JOYY Inc is a global entertainment and lifestyle company that operates a portfolio of media and video-sharing platforms. It has an extensive network of mobile and web applications distributed across its three major brands, namely YY, Bigo Live and HUYA. As of 2023, the company has a market cap of 2.11 billion dollars, making it one of the largest entertainment companies in the world. Additionally, JOYY has a return on equity (ROE) of 7.54%, signifying its strong financial fundamentals, and demonstrating to investors that the company is able to generate returns on its equity investments.
– Brave Bison Group PLC ($LSE:BBSN)
Brave Bison Group PLC is a social media company that operates several channels and platforms, including YouTube, TikTok, and Twitter. It has a market capitalization of 37.01M, which is an indicator of its success in the market. Brave Bison Group PLC has also generated an impressive return on equity (ROE) of 10.86%, indicating that the company is extremely efficient in using its equity to generate profits. This is a positive sign for investors who are looking for companies with good financial health.
Investors may have been pleased with the substantial increase in GETTY IMAGES‘ total revenue from the second quarter of fiscal year 2023 compared to the same quarter of the prior year.

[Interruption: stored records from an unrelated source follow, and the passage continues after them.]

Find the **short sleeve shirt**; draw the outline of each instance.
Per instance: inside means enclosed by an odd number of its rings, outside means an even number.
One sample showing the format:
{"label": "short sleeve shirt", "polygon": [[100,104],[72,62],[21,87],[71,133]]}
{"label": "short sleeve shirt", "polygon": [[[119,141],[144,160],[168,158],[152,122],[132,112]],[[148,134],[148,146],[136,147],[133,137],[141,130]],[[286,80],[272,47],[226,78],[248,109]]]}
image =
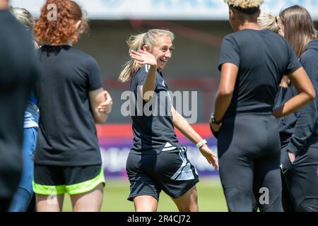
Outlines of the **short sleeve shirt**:
{"label": "short sleeve shirt", "polygon": [[239,68],[233,97],[225,117],[240,112],[271,114],[283,75],[301,65],[284,38],[269,30],[245,29],[223,41],[218,68]]}

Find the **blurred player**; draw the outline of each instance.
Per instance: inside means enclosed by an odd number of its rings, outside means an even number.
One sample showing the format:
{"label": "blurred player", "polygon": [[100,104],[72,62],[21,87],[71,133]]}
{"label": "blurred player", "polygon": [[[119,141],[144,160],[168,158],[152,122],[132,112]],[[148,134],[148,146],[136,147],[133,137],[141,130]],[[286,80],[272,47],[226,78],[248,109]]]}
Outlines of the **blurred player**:
{"label": "blurred player", "polygon": [[[52,4],[57,11],[48,11]],[[72,47],[88,28],[83,16],[73,1],[48,0],[35,27],[45,44],[38,56],[33,183],[38,211],[61,211],[64,194],[73,211],[100,210],[105,177],[95,123],[105,122],[112,100],[102,88],[96,61]]]}
{"label": "blurred player", "polygon": [[[34,26],[33,16],[25,8],[13,8],[11,9],[14,16],[22,23],[25,29],[33,34]],[[37,44],[35,46],[37,48]],[[33,93],[30,95],[29,102],[24,112],[23,143],[22,146],[23,169],[18,189],[12,200],[9,211],[26,211],[33,196],[32,181],[33,179],[33,154],[37,138],[37,124],[39,113],[37,100]]]}
{"label": "blurred player", "polygon": [[[172,56],[174,38],[171,32],[158,29],[131,36],[128,44],[132,59],[119,76],[123,82],[131,80],[130,90],[142,102],[132,109],[136,113],[131,115],[134,144],[126,162],[131,183],[129,200],[134,201],[136,211],[156,211],[162,190],[179,211],[198,211],[197,172],[187,157],[187,148],[178,144],[174,126],[218,167],[216,156],[206,141],[170,101],[162,71]],[[143,109],[149,104],[164,113],[147,116]]]}
{"label": "blurred player", "polygon": [[[278,32],[290,43],[318,88],[317,32],[308,11],[293,6],[282,11],[277,23]],[[278,95],[284,103],[297,94],[287,81]],[[300,111],[280,121],[281,167],[296,211],[318,212],[318,98]]]}
{"label": "blurred player", "polygon": [[[275,117],[315,97],[314,88],[288,42],[257,25],[261,0],[225,0],[235,32],[223,42],[211,126],[218,131],[220,177],[230,211],[283,211],[280,141]],[[275,109],[283,75],[299,95]]]}
{"label": "blurred player", "polygon": [[20,181],[23,112],[37,77],[30,32],[0,0],[0,211],[8,210]]}

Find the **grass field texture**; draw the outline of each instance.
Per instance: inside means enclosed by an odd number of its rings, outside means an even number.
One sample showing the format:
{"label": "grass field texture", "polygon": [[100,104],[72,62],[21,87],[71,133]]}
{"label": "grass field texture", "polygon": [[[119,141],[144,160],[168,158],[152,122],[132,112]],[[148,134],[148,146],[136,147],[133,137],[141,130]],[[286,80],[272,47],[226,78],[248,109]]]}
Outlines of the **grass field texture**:
{"label": "grass field texture", "polygon": [[[107,179],[104,189],[102,212],[134,211],[134,203],[127,201],[129,194],[129,182],[125,179]],[[201,212],[228,211],[221,184],[218,177],[201,178],[196,184],[199,208]],[[72,210],[69,197],[66,196],[63,211]],[[177,209],[163,191],[160,194],[158,210],[159,212],[176,212]]]}

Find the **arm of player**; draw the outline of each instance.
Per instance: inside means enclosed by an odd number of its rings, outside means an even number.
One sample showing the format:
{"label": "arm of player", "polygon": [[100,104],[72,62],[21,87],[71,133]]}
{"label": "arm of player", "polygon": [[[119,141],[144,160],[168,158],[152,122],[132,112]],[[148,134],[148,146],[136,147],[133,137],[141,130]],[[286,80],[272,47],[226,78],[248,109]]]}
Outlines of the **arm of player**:
{"label": "arm of player", "polygon": [[153,91],[155,90],[157,61],[155,60],[155,56],[150,52],[143,50],[140,50],[139,52],[131,50],[130,56],[136,60],[139,64],[148,64],[151,66],[147,78],[141,88],[143,100],[146,102],[149,102],[153,98]]}
{"label": "arm of player", "polygon": [[[194,129],[190,126],[187,120],[179,114],[173,107],[172,107],[172,122],[175,126],[189,140],[194,144],[201,142],[203,138],[199,135]],[[218,157],[213,154],[206,144],[202,145],[200,148],[200,152],[208,160],[209,164],[212,164],[214,169],[218,170]]]}
{"label": "arm of player", "polygon": [[110,93],[100,88],[90,91],[89,97],[95,122],[96,124],[105,123],[108,114],[112,111],[112,99]]}
{"label": "arm of player", "polygon": [[[220,85],[216,97],[214,107],[214,119],[221,121],[232,100],[238,67],[232,63],[225,63],[222,65]],[[213,130],[218,131],[222,124],[212,124]]]}
{"label": "arm of player", "polygon": [[298,111],[316,97],[314,86],[302,67],[288,75],[288,78],[298,91],[298,95],[273,111],[273,114],[276,118],[281,118]]}

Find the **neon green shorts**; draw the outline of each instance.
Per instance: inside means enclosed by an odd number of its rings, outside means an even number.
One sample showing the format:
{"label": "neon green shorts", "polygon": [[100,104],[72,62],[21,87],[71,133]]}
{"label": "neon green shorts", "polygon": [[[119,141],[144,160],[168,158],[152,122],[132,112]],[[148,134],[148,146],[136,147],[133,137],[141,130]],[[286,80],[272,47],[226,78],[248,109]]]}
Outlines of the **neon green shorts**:
{"label": "neon green shorts", "polygon": [[33,191],[41,195],[77,195],[105,186],[102,165],[54,167],[35,165]]}

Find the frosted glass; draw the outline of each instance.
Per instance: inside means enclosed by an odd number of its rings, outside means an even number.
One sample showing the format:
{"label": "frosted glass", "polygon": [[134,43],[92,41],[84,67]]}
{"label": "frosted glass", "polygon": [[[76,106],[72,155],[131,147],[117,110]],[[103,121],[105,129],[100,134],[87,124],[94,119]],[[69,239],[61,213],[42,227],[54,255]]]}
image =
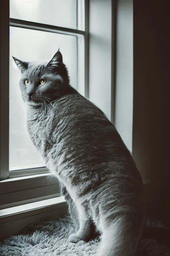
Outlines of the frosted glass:
{"label": "frosted glass", "polygon": [[44,166],[26,126],[25,105],[19,85],[20,71],[11,57],[25,61],[49,60],[60,47],[71,85],[77,88],[75,36],[20,28],[10,28],[9,166],[18,170]]}
{"label": "frosted glass", "polygon": [[77,28],[77,10],[76,0],[10,0],[10,18],[70,28]]}

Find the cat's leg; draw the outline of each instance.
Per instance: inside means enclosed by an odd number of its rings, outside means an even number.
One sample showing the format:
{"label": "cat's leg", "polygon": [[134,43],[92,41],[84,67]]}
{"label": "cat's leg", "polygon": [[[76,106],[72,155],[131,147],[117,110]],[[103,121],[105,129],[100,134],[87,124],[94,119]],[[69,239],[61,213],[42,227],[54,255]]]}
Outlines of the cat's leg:
{"label": "cat's leg", "polygon": [[68,205],[68,212],[73,221],[75,231],[77,232],[79,228],[79,213],[77,207],[64,184],[60,183],[60,187],[61,193],[64,197]]}
{"label": "cat's leg", "polygon": [[75,243],[82,240],[87,242],[93,229],[93,223],[88,215],[85,206],[77,202],[76,205],[79,213],[79,228],[77,233],[70,236],[69,241]]}
{"label": "cat's leg", "polygon": [[142,231],[142,218],[136,221],[137,218],[133,214],[118,214],[112,219],[106,216],[101,219],[103,233],[97,255],[134,256]]}

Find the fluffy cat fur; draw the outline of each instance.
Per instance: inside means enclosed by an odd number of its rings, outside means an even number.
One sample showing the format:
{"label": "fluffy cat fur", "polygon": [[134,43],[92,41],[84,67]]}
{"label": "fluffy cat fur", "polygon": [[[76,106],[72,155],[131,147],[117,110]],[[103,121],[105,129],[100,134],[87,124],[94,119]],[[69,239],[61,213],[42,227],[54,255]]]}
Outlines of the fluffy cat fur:
{"label": "fluffy cat fur", "polygon": [[13,58],[28,132],[77,224],[70,241],[88,241],[99,232],[98,256],[134,255],[143,223],[143,184],[115,127],[71,86],[59,51],[46,64]]}

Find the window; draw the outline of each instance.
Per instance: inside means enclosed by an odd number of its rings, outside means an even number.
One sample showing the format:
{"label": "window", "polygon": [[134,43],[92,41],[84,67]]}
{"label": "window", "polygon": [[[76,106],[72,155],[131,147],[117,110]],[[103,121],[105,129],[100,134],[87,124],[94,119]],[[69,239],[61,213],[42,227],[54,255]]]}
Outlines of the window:
{"label": "window", "polygon": [[24,200],[59,195],[57,179],[49,176],[27,133],[20,71],[12,56],[27,61],[49,60],[59,48],[71,85],[85,96],[88,78],[88,1],[10,0],[9,6],[8,1],[2,2],[1,11],[8,17],[10,9],[10,24],[9,30],[7,20],[1,20],[1,30],[6,32],[1,36],[1,209],[5,204],[10,207],[12,202],[17,205]]}

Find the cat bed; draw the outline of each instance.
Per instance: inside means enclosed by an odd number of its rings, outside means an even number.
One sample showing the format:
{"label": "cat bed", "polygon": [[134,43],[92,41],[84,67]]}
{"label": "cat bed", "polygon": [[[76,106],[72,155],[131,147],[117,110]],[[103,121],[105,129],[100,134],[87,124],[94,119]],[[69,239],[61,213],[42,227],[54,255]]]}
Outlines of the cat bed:
{"label": "cat bed", "polygon": [[[89,256],[96,255],[100,243],[97,238],[88,243],[69,242],[74,232],[70,217],[51,219],[34,223],[21,234],[11,236],[1,243],[1,256]],[[169,246],[162,241],[148,238],[141,239],[136,256],[168,256]]]}

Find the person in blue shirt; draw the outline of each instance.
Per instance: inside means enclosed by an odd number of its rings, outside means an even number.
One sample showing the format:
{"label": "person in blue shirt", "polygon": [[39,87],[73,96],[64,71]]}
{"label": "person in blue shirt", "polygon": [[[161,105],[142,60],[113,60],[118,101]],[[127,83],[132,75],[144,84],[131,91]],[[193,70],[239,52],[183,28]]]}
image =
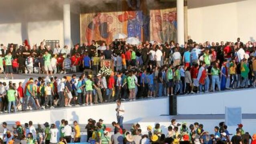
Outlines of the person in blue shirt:
{"label": "person in blue shirt", "polygon": [[83,60],[83,66],[85,69],[89,69],[91,68],[91,58],[88,56],[87,54],[84,57]]}
{"label": "person in blue shirt", "polygon": [[153,96],[154,92],[154,72],[151,70],[149,75],[147,78],[148,81],[149,95],[148,97],[152,98]]}
{"label": "person in blue shirt", "polygon": [[219,132],[219,129],[218,126],[216,126],[214,127],[214,131],[215,132],[214,136],[215,137],[216,137],[216,136],[218,136],[218,138],[220,138],[220,134]]}

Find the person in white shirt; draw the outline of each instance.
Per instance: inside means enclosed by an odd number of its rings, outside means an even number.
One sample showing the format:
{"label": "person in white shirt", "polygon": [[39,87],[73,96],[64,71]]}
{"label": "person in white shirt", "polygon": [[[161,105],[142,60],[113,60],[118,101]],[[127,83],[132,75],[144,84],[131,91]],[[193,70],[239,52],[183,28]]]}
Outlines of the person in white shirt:
{"label": "person in white shirt", "polygon": [[120,127],[123,128],[123,120],[125,114],[125,107],[123,104],[121,104],[121,101],[118,100],[117,101],[117,108],[115,111],[117,112],[117,122],[120,124]]}
{"label": "person in white shirt", "polygon": [[[158,45],[155,47],[155,48],[159,48]],[[162,58],[162,56],[163,56],[163,53],[162,51],[160,50],[160,48],[158,48],[158,49],[155,52],[155,59],[157,61],[157,66],[161,66],[161,58]]]}
{"label": "person in white shirt", "polygon": [[35,138],[36,138],[36,128],[33,126],[33,123],[32,121],[28,122],[28,125],[29,132],[32,133],[33,137]]}
{"label": "person in white shirt", "polygon": [[3,122],[2,123],[2,126],[3,127],[3,128],[4,128],[4,131],[3,132],[2,135],[2,140],[5,143],[6,143],[7,140],[6,136],[7,134],[7,130],[8,130],[8,129],[7,129],[7,123],[6,123],[6,122]]}
{"label": "person in white shirt", "polygon": [[56,54],[50,60],[50,64],[52,65],[52,70],[53,70],[53,73],[56,74],[57,73],[57,59],[56,58],[57,55]]}
{"label": "person in white shirt", "polygon": [[175,48],[175,52],[172,54],[172,58],[173,59],[173,66],[175,67],[176,66],[179,65],[181,57],[181,55],[179,52],[178,51],[178,49],[177,48]]}
{"label": "person in white shirt", "polygon": [[50,134],[50,144],[57,144],[58,140],[57,137],[58,130],[56,128],[56,125],[54,124],[52,124],[50,126],[50,129],[49,133]]}
{"label": "person in white shirt", "polygon": [[65,120],[64,122],[65,126],[61,130],[61,132],[64,133],[64,138],[66,139],[67,143],[70,143],[71,139],[71,134],[72,133],[72,128],[69,125],[67,121]]}
{"label": "person in white shirt", "polygon": [[64,98],[64,92],[65,89],[65,84],[64,82],[66,80],[62,78],[60,83],[58,85],[58,94],[59,100],[58,104],[60,107],[63,107],[65,104],[65,98]]}

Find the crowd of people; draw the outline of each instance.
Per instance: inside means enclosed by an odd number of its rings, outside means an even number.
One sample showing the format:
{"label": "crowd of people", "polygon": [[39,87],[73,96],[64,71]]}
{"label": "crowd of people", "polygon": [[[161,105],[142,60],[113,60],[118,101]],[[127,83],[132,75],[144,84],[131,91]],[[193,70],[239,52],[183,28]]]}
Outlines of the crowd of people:
{"label": "crowd of people", "polygon": [[[6,78],[16,70],[46,75],[30,78],[25,87],[21,82],[0,82],[1,112],[10,112],[12,108],[16,112],[20,106],[26,110],[92,105],[255,87],[256,83],[256,42],[244,45],[239,38],[225,44],[198,44],[189,39],[184,47],[173,41],[147,41],[136,46],[116,40],[103,50],[97,50],[94,41],[71,50],[57,44],[53,51],[43,42],[31,49],[24,43],[17,50],[12,44],[8,49],[1,45],[0,68]],[[103,59],[113,62],[109,74],[99,70]],[[85,72],[71,78],[52,75],[80,71]]]}
{"label": "crowd of people", "polygon": [[[42,127],[40,124],[36,128],[32,121],[25,123],[24,127],[19,121],[16,122],[12,130],[7,128],[6,122],[2,123],[4,129],[0,144],[67,144],[81,142],[80,126],[77,121],[73,125],[65,120],[61,120],[59,126],[49,125],[47,122]],[[100,119],[98,122],[90,118],[84,128],[87,131],[87,142],[100,144],[255,144],[256,134],[251,136],[245,132],[243,124],[238,124],[236,133],[229,132],[224,122],[213,128],[214,131],[204,130],[204,125],[198,122],[187,125],[185,122],[180,124],[173,119],[166,134],[162,132],[159,124],[147,127],[147,132],[142,132],[139,124],[132,126],[130,129],[120,126],[119,123],[112,122],[112,127],[107,127]],[[113,133],[113,132],[114,132]]]}

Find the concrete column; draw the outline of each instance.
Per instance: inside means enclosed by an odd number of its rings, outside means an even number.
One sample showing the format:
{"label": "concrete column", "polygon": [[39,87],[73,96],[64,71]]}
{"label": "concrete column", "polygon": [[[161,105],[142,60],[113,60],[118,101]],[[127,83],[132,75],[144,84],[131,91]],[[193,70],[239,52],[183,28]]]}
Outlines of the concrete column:
{"label": "concrete column", "polygon": [[63,34],[64,45],[71,48],[71,24],[70,21],[70,4],[63,5]]}
{"label": "concrete column", "polygon": [[184,26],[184,0],[177,0],[177,42],[184,46],[185,32]]}

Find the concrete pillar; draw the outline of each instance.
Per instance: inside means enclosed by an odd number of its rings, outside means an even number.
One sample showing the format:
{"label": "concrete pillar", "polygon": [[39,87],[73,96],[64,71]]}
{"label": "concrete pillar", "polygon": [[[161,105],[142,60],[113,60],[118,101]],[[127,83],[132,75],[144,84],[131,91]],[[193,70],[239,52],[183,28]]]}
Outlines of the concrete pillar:
{"label": "concrete pillar", "polygon": [[185,32],[184,26],[184,0],[177,0],[177,42],[184,46]]}
{"label": "concrete pillar", "polygon": [[71,48],[71,24],[70,21],[70,4],[63,5],[63,34],[64,45]]}

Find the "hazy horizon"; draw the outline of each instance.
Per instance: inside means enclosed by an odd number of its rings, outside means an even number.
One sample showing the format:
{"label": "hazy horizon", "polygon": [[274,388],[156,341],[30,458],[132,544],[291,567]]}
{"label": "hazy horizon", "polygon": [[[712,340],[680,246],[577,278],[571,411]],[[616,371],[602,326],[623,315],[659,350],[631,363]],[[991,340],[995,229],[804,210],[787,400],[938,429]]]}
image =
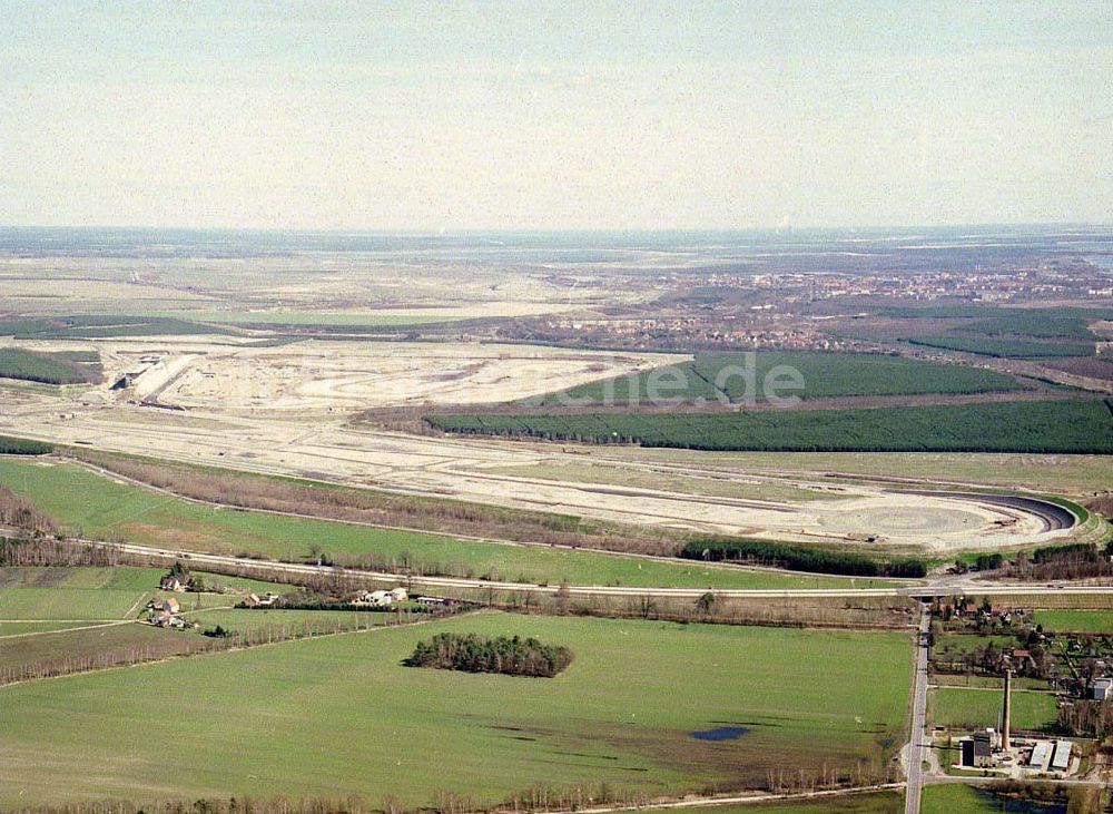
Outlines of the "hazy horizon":
{"label": "hazy horizon", "polygon": [[0,0],[0,223],[1113,222],[1113,6]]}

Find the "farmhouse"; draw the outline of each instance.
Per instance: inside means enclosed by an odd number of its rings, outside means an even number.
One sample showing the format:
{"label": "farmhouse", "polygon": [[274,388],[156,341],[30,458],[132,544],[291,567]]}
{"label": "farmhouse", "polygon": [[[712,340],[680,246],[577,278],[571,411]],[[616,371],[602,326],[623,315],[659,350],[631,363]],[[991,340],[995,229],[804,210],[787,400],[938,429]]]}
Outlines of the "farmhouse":
{"label": "farmhouse", "polygon": [[971,768],[989,768],[993,766],[993,747],[996,733],[993,729],[974,733],[973,737],[964,737],[962,744],[962,765]]}
{"label": "farmhouse", "polygon": [[1113,696],[1113,678],[1095,678],[1090,685],[1090,697],[1093,700],[1107,700]]}
{"label": "farmhouse", "polygon": [[181,604],[174,597],[166,597],[165,599],[151,599],[147,607],[154,610],[156,614],[179,614],[181,612]]}
{"label": "farmhouse", "polygon": [[277,594],[266,594],[265,596],[259,596],[258,594],[247,595],[247,605],[252,607],[263,607],[268,608],[278,600]]}
{"label": "farmhouse", "polygon": [[[405,589],[402,590],[405,595]],[[385,608],[393,605],[395,601],[394,591],[388,590],[373,590],[373,591],[359,591],[356,594],[355,599],[352,600],[353,605],[365,605],[372,608]]]}
{"label": "farmhouse", "polygon": [[162,580],[158,583],[158,588],[159,590],[169,590],[180,594],[186,590],[186,583],[177,577],[166,576],[162,577]]}
{"label": "farmhouse", "polygon": [[166,611],[159,611],[151,617],[151,624],[156,627],[173,627],[178,629],[184,629],[186,627],[186,620],[180,616],[175,616],[174,614],[168,614]]}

However, they may have been disappointed to find the company reported a net income loss of USD -4.1 million, a steep decline compared to the USD 31.7 million earned in the same quarter of the previous year. This likely resulted in a selloff of stock prices on June 30th. Investors should closely monitor how GETTY IMAGES performs over the following quarters to see if its financial performance improves, or if further losses are incurred.